Marco.org

I’m : a programmer, writer, podcaster, geek, and coffee enthusiast.

Twitter is not public infrastructure

In Twitter Limits Potential App Growth, the author argues against Twitter’s new global limit (20,000 requests per hour) for previously whitelisted (and unlimited) API-consuming IPs:

I’m arguing that 20,000, or any request-rate limit for that matter, limits any app out there from being able to develop on the Twitter platform, and I don’t see why any able-minded entrepreneur would want to build on it if there’s such a rate limit in place.

Is Twitter’s rate-limiting the only factor giving you pause about building a business that depends on Twitter? Maybe I’m a cynic, or maybe it’s the programmer in me trying to enumerate all possible failure cases, but I don’t feel comfortable trusting my business’ success to a private third party over whom I have zero control.

And they are completely within their rights to limit API usage in any way they see fit. Your business is not Twitter’s responsibility.

Furthermore, running an API is a huge drain on resources, and like everything else in this business, there’s no such thing as “unlimited”.

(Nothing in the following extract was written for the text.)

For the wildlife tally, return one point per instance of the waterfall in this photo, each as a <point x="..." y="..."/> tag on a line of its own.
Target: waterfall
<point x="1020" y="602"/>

These dangers apply to reliance on any service. Even Facebook. Even Google. Even if they call their services “application platforms” and you call your business “new media” or a “mashup”. Building a business exclusively on top of another service is always going to be unreliable.

Dependence on public infrastructure is unavoidable: your service requires power and internet connectivity. These sorts of dependencies aren’t one-of-a-kind: if one host doesn’t provide reliable power and connectivity, you can move to a different host.

But other web services are usually unique — if Twitter negatively impacts your Twitter-dependent business, you can’t just switch to another Twitter.

Other people’s web services are not public infrastructure, and no matter how many “new media” people say so in discussion panels, they never will be.